Я сделала вид, что нагибаюсь за камнем, и он припустился через парк.
Собака лаяла.
Я села на песок по-турецки, приговаривая негромко:
– Да успокойся ты. Правда, что ли, дурачок?
Я сидела почти неподвижно, пес устал лаять и лег, положив лобастую голову на передние лапы.
Мне надо было подумать. Я рисовала тонкой палочкой на песке кружки и стрелы, время от времени поглядывая на собаку.
«Срань господня, – думала я (да, у меня был причудливый для одиннадцатилетнего ребенка набор ругательств), – срань господня, это какие ж ублюдочные твари… Сами довели собаку, а теперь усыплять… Ну ниче, я вам устрою кузькину мать…»

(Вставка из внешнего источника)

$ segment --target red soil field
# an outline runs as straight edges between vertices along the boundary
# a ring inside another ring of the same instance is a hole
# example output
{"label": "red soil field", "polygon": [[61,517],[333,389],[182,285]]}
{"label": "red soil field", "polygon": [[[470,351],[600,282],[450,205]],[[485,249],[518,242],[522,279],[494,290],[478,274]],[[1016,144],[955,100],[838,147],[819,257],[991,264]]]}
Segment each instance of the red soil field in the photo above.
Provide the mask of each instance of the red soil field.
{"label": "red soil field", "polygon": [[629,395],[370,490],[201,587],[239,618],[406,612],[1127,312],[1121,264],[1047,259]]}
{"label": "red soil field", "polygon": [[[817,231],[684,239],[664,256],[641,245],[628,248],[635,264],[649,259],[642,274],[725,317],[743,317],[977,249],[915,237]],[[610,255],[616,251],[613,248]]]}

Возникли два вопроса – как и что конкретно я устрою. Вот с ответами было хуже.
Я резким движением стерла узор с песка, и собака вскочила опять, залаяла.
– Да что ж ты так орешь, – поморщилась я, – лежал же спокойно. Ну полежи тихонько, дай подумать.
Я похлопала по песку ладошкой. Пес, как ни странно, замолчал, покрутился, поскреб песок лапами и лег.
О, а говорили – псих.
Я рисовала профиль одной ушастой египетской царицы и понимала – уведу. А что оставалось?
Попросить? Даже слушать не станут девчонку, прогонят, еще и посмеются.
Свести со двора. Как?
Я легко поднялась и пошла вдоль ограждения. Пес кинулся за мной с лаем, да цепь не пустила.
Забор не достроили – две стены были кирпичными, а одна – из сетки на железных столбах. Она уходила далеко в реку.
На внешних воротах и калитке висели два амбарных замка снаружи, на внутренних (там, где лодки) – изнутри.
Нет, перелезть через забор было легко, но обратно? Как собаку вытащить?
Мелькнула даже нелепая мысль стащить у деда секатор и подрезать сетку, но, прикинув, что провожусь я долго и собака окончательно взбесится или, того хуже, помрет от разрыва сердца, я поняла – вариантов нет. Надо отомкнуть замок на воротах.
Вскрывать замки я не умела. Ну не умела. Я не была настоящей дворовой шпаной, мне было некогда. Обычная школа (за четверки ругали), конно-спортивная школа (с восьми лет), и еще я подрабатывала – помогала конюху Геше «вывозить гóвна». Домой приходила только спать и делать уроки, а уж по двору бегать с мальчишками – что вы, когда?
Я стояла, вцепившись пальцами в железную сетку, солнце напекало затылок, пес бесновался в золотистом облаке песка. Толковых мыслей не было.
В свои одиннадцать я знала о смерти все. Нет, не так. Я и сейчас почти ничего не знаю о смерти. Только то, что она неотвратима и, если ты не успел вовремя, ничего уже не поправишь – не договоришь, не доделаешь, не вернешь. Покойники не просыпаются (тогда я не видела еще голливудских фильмов про зомби).